Qual observatório virtual, o Centro Nacional de Banda Desenhada e Imagem alberga, pois, e estimula uma ampla tendência, funcional e abstracta, sobre o mais vasto acervo artístico e cultural: acolher e resgatar, conservar e fornecer, atrair e ensinar, estudar e predispor, editar e adquirir, expor e difundir – servindo ou recorrendo a criadores e utilizadores, a particulares e instituições, a investigadores e interessados. E para tal em suas instalações ou com vocação itinerante, por iniciativa própria ou fomentando parcerias.”

Nos últimos anos, verificou-se um desinvestimento do Município no CNBDI, até que o equipamento foi desativado, com a instalação de livros, revistas e originais na novíssima Bedeteca, inaugurada em 2014. Quase oito meses depois da inauguração, a Bedeteca da Amadora conseguiu apresentar uma segunda exposição (a mostra sobre Jijé, que chegou à Amadora num modelo quase “chave na mão”). Ou seja, a Bedeteca não parece, para já, apresentar grande dinâmica

A esperança assenta, por isto, no CPBD, e no que poderá conseguir-se com a sua anunciada renovação. Para a Amadora, pode ser finalmente uma base para a preparação de exposições a apresentar na Bedeteca ou no Festival (para além da dinamização do local que será a futura nova base de operações, onde antes funcionava o CNBDI), textos temáticos e outros projetos ligados à banda desenhada.

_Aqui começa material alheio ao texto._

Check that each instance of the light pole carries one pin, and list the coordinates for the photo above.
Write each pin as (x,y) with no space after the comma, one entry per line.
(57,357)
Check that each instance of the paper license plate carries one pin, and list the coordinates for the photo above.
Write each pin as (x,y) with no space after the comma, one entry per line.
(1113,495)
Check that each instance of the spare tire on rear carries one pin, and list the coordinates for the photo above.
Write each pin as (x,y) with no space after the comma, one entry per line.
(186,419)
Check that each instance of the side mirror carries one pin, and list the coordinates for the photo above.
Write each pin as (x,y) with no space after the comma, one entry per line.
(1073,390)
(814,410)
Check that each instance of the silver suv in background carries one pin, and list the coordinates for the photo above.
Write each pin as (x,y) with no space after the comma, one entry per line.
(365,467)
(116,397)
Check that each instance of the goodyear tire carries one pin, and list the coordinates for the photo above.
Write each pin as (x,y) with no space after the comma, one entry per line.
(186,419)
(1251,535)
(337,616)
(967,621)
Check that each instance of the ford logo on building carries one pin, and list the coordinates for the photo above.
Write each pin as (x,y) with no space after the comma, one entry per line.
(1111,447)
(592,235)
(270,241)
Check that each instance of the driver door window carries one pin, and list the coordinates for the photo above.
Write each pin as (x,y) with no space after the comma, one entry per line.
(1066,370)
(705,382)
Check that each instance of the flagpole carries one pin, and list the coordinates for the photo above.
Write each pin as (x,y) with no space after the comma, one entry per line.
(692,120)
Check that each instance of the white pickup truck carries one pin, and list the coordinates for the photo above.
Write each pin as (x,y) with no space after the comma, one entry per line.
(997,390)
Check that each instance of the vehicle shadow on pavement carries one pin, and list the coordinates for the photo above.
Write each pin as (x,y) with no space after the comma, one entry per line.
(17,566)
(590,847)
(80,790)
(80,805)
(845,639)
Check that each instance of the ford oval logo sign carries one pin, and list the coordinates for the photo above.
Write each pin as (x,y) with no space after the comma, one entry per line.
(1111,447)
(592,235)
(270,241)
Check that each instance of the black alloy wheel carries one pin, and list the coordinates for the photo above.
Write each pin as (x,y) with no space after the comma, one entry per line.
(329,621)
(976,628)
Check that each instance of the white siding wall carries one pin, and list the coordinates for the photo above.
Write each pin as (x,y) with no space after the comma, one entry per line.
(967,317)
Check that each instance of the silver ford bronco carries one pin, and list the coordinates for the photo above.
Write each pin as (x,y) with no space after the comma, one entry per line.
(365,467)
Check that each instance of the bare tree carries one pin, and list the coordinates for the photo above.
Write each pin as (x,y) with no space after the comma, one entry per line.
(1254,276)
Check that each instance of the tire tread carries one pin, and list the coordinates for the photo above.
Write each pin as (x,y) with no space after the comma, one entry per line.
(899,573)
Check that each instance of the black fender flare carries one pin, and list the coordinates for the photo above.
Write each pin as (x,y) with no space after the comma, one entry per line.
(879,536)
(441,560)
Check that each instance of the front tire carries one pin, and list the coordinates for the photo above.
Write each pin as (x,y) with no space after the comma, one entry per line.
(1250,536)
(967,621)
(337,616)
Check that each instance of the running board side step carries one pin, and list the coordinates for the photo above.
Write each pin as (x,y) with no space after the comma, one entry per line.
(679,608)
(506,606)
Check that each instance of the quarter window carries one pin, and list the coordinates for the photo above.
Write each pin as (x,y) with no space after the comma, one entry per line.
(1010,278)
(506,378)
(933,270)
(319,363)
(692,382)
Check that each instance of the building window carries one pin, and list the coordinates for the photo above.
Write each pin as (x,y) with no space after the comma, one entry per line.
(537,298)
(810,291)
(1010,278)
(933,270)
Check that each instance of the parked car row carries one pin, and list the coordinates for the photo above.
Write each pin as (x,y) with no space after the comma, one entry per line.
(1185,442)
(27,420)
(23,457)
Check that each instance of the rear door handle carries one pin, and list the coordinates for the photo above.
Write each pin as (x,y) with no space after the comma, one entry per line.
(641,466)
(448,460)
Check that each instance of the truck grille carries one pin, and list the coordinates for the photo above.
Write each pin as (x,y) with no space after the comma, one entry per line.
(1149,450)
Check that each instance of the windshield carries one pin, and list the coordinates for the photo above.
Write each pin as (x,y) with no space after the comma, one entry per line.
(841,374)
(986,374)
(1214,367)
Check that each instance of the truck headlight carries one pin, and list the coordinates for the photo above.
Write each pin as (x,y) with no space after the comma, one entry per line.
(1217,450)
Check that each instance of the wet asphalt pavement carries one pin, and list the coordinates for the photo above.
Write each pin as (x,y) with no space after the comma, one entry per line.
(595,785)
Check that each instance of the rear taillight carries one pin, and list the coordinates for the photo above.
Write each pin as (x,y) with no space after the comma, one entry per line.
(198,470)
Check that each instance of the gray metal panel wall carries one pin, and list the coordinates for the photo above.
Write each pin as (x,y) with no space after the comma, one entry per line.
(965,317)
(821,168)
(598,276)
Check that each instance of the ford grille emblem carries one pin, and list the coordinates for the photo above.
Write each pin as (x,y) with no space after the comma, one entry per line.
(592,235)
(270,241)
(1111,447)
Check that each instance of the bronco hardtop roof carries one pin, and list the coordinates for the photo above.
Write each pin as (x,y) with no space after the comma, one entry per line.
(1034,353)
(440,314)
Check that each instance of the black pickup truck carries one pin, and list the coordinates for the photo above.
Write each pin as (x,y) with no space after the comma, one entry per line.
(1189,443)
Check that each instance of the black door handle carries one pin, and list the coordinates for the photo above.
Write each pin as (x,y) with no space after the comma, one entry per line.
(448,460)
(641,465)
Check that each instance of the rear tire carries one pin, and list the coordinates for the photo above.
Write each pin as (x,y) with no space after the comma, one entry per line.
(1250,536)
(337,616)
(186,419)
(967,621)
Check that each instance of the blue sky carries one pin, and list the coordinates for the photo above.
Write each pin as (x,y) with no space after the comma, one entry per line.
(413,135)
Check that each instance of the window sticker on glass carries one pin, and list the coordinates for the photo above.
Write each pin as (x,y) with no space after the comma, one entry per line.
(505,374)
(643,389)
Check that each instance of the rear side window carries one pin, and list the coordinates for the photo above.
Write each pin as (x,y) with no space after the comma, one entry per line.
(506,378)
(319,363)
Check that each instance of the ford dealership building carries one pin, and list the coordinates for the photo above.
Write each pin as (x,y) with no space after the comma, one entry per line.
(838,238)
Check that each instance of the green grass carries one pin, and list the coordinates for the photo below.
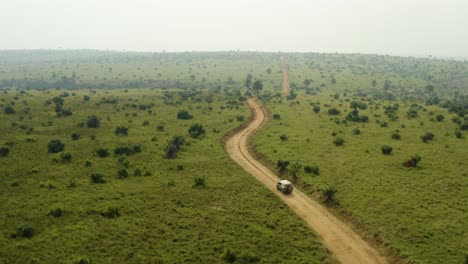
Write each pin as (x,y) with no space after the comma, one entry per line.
(419,212)
(140,219)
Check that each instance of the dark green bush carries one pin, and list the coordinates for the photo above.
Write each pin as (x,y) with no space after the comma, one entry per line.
(282,165)
(428,136)
(199,182)
(9,110)
(102,152)
(229,256)
(66,156)
(75,136)
(111,212)
(314,169)
(123,173)
(97,178)
(333,111)
(196,131)
(339,141)
(284,137)
(121,131)
(4,151)
(56,212)
(55,146)
(396,136)
(24,230)
(413,162)
(184,115)
(386,150)
(93,122)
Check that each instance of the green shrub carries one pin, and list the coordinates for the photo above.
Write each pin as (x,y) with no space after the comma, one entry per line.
(75,136)
(284,137)
(111,212)
(333,111)
(396,136)
(9,110)
(184,115)
(24,230)
(428,136)
(229,256)
(413,161)
(121,131)
(339,141)
(97,178)
(282,165)
(81,260)
(102,152)
(55,146)
(440,118)
(123,173)
(56,212)
(329,194)
(199,182)
(4,151)
(66,157)
(386,150)
(196,131)
(93,122)
(314,169)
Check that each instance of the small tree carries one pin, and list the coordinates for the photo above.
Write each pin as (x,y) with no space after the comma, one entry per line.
(339,141)
(55,146)
(97,178)
(196,131)
(316,109)
(257,87)
(93,122)
(199,182)
(428,136)
(333,111)
(282,165)
(9,110)
(184,115)
(386,150)
(314,169)
(294,169)
(121,131)
(329,194)
(4,151)
(413,162)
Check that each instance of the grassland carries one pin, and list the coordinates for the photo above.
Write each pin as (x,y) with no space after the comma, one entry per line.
(419,212)
(162,217)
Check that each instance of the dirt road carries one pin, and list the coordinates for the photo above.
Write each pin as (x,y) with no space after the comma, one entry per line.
(285,82)
(339,238)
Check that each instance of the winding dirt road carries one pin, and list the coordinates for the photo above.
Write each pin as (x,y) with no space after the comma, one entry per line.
(285,82)
(339,238)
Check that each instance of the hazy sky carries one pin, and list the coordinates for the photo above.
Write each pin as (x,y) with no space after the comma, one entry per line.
(397,27)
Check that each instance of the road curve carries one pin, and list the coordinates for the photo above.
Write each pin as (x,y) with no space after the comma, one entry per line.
(339,238)
(285,82)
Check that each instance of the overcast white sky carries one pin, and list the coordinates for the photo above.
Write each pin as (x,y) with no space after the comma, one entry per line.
(397,27)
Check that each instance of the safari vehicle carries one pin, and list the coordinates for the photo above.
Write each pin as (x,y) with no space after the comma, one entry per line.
(284,186)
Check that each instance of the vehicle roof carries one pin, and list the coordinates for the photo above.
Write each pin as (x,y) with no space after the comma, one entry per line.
(284,182)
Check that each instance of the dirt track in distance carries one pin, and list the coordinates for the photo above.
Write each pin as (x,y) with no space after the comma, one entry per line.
(339,238)
(285,82)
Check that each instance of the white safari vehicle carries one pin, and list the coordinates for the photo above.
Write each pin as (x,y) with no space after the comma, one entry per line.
(284,186)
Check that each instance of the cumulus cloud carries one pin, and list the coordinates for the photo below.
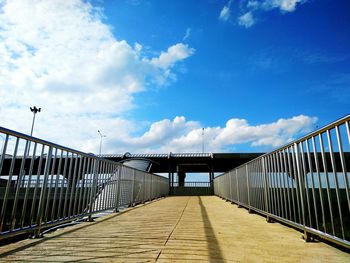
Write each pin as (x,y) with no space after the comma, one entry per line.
(283,5)
(179,135)
(187,34)
(174,54)
(225,12)
(249,9)
(61,56)
(246,20)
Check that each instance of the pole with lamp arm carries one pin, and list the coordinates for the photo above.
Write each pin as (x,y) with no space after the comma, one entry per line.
(35,110)
(102,136)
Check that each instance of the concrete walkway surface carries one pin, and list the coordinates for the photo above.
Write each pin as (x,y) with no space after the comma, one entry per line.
(175,229)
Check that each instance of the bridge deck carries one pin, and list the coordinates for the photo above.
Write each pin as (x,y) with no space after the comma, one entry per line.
(175,229)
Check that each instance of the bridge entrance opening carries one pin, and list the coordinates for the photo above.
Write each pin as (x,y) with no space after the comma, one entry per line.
(190,184)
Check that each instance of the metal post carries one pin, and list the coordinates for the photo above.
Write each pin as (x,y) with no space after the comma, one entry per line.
(301,189)
(43,193)
(132,188)
(119,181)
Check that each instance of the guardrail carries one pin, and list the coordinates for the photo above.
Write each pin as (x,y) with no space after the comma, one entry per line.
(304,184)
(43,184)
(192,184)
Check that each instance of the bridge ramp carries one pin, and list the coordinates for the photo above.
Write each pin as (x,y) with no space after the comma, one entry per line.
(175,229)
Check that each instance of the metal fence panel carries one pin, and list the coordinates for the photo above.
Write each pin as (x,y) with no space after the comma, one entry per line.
(304,183)
(43,184)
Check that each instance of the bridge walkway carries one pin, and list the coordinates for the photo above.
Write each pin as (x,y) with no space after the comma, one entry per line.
(199,229)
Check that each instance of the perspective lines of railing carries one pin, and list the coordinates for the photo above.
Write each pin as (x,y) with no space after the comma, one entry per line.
(43,184)
(304,184)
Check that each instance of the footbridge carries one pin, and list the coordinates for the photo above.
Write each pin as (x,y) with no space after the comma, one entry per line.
(107,210)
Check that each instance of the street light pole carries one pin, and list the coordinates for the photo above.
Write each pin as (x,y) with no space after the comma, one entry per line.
(35,110)
(102,136)
(202,140)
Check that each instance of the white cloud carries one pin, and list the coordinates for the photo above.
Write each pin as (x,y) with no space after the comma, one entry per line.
(174,54)
(179,135)
(283,5)
(187,34)
(59,55)
(225,13)
(253,8)
(246,20)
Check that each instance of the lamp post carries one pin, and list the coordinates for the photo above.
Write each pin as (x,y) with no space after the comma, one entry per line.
(102,136)
(35,110)
(202,140)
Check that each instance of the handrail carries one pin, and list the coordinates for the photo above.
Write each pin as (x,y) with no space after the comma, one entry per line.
(304,184)
(303,138)
(44,184)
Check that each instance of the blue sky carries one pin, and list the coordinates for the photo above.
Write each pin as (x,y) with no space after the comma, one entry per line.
(284,65)
(152,74)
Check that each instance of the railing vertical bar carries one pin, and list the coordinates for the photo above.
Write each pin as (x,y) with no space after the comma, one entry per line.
(73,180)
(30,173)
(283,183)
(78,185)
(69,186)
(286,184)
(21,174)
(325,172)
(43,192)
(56,186)
(297,184)
(308,216)
(8,185)
(3,154)
(301,187)
(336,182)
(272,185)
(312,183)
(248,186)
(319,184)
(47,201)
(343,165)
(37,183)
(290,179)
(64,176)
(82,186)
(278,182)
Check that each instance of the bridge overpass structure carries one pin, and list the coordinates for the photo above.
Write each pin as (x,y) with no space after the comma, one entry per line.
(303,185)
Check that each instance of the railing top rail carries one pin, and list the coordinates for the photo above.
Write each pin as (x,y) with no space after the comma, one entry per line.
(66,149)
(37,140)
(329,126)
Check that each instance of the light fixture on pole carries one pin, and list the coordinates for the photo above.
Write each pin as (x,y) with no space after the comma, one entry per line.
(35,110)
(102,136)
(202,140)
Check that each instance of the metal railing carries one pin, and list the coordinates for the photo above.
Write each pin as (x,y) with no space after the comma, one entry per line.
(192,184)
(304,184)
(44,184)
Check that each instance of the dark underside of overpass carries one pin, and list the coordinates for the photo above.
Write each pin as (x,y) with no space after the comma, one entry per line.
(189,162)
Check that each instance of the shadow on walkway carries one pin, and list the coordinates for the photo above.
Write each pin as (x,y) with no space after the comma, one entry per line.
(82,226)
(214,249)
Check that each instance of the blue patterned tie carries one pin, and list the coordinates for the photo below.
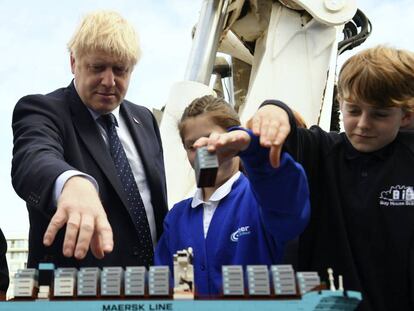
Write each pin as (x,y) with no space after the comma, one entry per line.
(136,206)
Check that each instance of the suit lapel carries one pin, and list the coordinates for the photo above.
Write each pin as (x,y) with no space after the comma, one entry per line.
(138,133)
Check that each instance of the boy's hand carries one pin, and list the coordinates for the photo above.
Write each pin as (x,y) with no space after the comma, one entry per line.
(271,123)
(225,145)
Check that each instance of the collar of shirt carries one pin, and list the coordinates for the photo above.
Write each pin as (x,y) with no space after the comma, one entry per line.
(219,194)
(351,153)
(95,115)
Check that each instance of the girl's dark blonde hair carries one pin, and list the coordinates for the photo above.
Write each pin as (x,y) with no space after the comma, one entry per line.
(381,76)
(219,111)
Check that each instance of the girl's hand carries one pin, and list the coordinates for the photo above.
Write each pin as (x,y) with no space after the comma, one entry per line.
(225,145)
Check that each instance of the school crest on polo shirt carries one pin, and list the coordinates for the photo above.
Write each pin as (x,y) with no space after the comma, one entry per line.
(244,230)
(397,195)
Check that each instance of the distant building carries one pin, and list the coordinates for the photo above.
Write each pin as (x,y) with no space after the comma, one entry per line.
(17,251)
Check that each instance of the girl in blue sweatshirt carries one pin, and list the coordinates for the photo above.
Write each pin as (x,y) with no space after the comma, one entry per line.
(242,219)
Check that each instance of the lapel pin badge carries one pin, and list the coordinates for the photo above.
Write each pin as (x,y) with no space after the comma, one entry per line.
(136,121)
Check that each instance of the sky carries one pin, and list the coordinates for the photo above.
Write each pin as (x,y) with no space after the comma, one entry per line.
(34,58)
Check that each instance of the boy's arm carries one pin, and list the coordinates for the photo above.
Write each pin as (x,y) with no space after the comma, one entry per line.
(282,192)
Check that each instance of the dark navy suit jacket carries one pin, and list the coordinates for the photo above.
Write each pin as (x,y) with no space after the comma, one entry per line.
(56,132)
(4,272)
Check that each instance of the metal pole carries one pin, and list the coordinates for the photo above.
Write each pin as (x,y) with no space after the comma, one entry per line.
(205,42)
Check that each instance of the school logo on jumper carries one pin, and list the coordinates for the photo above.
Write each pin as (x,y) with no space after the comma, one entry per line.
(234,237)
(397,196)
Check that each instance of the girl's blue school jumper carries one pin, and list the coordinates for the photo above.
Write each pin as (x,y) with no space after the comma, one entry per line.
(250,225)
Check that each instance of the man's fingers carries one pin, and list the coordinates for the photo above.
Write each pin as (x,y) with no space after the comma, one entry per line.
(255,124)
(56,223)
(281,135)
(86,231)
(102,241)
(71,235)
(274,155)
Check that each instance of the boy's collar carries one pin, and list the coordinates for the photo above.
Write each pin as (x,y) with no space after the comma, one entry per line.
(351,153)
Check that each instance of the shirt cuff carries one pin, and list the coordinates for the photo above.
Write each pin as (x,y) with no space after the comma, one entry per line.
(63,178)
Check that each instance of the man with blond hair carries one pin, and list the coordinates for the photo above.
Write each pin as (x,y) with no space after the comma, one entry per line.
(89,163)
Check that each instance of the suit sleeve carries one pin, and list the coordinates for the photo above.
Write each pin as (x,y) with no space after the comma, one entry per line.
(38,151)
(282,193)
(4,271)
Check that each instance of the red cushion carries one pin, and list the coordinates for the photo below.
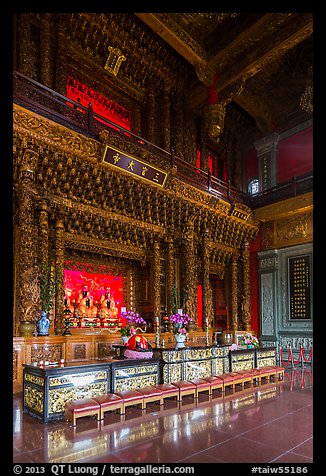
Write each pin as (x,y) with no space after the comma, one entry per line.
(213,380)
(83,404)
(150,391)
(228,377)
(184,385)
(108,400)
(244,373)
(201,383)
(129,395)
(167,388)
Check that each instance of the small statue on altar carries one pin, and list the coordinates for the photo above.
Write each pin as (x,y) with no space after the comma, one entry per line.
(107,308)
(68,302)
(85,304)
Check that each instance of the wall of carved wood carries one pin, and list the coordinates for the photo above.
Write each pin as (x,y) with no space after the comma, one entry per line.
(69,203)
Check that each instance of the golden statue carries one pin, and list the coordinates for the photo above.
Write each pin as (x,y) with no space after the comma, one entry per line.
(108,309)
(68,303)
(85,304)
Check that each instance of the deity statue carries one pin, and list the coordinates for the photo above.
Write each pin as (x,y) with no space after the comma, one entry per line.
(68,302)
(108,309)
(85,304)
(43,325)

O CPBD pode ser um especialista em parceria, na continuidade (com possibilidade para fazer mais e melhor atendendo à sua natureza associativa) do tipo de colaboração especialista que Carlos Pessoa assegurou nos primeiros anos de AmadoraBD, e que eu assegurei entre 1999 e 2011.

Da parte do CPBD também há proveitos a retirar duma tal parceria para além da já muito significativa cedência de instalações (um stand no Festival, por exemplo).